Vasopressin: The Company will begin shipping its recently approved vasopressin product on Monday, January 17, 2022, with 180 days of marketing exclusivity. This is an important product for Eagle, as Vasostrict U.S. sales totaled $890 million for the LTM ended September 30, 2021.
PEMFEXY: On February 1, 2022, the Company will launch PEMFEXY, a ready-to-use liquid with a unique J-code. Eagle has been building inventory and believes this is a significant opportunity, as the Alimta U.S. market totaled $1.2 billion for the LTM ended September 30, 2021.
TREAKISYM: Eagle’s bendamustine franchise continues to grow, including the launch of the TREAKISYM ready-to-dilute ("RTD") formulation in Japan in the first quarter of 2021. Together with a potential approval of the rapid infusion ("RI") (50ml) liquid formulation, this could generate approximately $20 million of combined royalty and milestone revenue in 2022.
Fulvestrant: Based on discussions with the U.S. Food and Drug Administration ("FDA"), the Company will commence human pilot studies of its fulvestrant product candidate for the treatment of HR+/HER- advanced breast cancer shortly.
Landiolol: The Company is on track to submit a new drug application ("NDA") in the first half of 2022, seeking approval of Landiolol, a novel therapeutic, for the short-term reduction of ventricular rate in patients with supraventricular tachycardia, including atrial fibrillation and atrial flutter.
CAL02: The Company is preparing to begin clinical trials for CAL02, a novel approach to the treatment of severe bacterial pneumonia, later this year.
"Our business is off to a very strong start this year. With our launch of vasopressin now and PEMFEXY on February 1, we believe that our products will do very well.
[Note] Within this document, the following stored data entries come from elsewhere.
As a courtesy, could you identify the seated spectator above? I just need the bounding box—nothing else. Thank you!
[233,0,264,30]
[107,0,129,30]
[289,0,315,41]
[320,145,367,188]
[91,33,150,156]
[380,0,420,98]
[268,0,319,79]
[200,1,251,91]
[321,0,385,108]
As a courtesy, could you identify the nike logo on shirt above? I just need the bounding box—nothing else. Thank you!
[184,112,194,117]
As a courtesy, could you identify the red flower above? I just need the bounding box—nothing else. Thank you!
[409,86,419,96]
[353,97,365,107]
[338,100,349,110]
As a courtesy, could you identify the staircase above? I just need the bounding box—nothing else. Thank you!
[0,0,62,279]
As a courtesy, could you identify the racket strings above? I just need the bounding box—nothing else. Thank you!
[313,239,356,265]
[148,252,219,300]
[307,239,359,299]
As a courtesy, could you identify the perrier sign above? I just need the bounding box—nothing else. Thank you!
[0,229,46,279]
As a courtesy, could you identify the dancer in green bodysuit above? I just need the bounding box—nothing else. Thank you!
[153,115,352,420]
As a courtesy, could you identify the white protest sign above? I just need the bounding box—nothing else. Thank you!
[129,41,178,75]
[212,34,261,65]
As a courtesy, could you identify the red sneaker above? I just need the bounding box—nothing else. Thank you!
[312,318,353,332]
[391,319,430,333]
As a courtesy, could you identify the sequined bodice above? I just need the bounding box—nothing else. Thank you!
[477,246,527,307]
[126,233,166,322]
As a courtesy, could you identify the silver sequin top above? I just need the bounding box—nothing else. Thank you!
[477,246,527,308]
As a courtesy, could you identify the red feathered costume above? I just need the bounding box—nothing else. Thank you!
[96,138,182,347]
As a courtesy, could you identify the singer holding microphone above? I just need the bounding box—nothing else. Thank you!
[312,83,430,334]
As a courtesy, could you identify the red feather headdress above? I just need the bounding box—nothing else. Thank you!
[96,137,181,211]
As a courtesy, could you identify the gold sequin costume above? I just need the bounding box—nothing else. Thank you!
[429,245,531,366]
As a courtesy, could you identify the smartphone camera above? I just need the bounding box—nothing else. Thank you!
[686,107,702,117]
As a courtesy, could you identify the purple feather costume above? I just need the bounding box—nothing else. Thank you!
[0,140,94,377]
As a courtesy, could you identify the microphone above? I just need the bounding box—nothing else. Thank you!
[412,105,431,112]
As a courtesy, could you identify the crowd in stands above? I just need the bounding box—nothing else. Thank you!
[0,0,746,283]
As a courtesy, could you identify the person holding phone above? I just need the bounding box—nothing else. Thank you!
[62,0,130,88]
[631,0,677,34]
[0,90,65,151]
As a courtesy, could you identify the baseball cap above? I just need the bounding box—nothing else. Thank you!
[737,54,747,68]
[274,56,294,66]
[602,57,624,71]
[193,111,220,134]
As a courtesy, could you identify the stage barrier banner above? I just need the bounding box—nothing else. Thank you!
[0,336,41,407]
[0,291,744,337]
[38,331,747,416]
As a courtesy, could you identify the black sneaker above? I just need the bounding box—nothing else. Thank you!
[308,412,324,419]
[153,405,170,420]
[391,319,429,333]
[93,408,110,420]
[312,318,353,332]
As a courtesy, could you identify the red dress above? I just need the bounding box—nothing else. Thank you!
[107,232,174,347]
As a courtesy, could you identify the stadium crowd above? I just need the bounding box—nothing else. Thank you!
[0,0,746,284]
We are advancing our other pipeline products as we expect to submit an NDA for Landiolol in the first half of this year and to begin our clinical studies for CAL02 later this year. We are also pleased to be moving forward with our fulvestrant product and expect to begin our next clinical studies soon," stated Scott Tarriff, President and Chief Executive Officer of Eagle.

"Importantly, our already-strong balance sheet and cash position will benefit from the two launches and position us well to deploy our cash strategically through additional in-licensing opportunities, as well as potential acquisitions of companies or products," concluded Tarriff.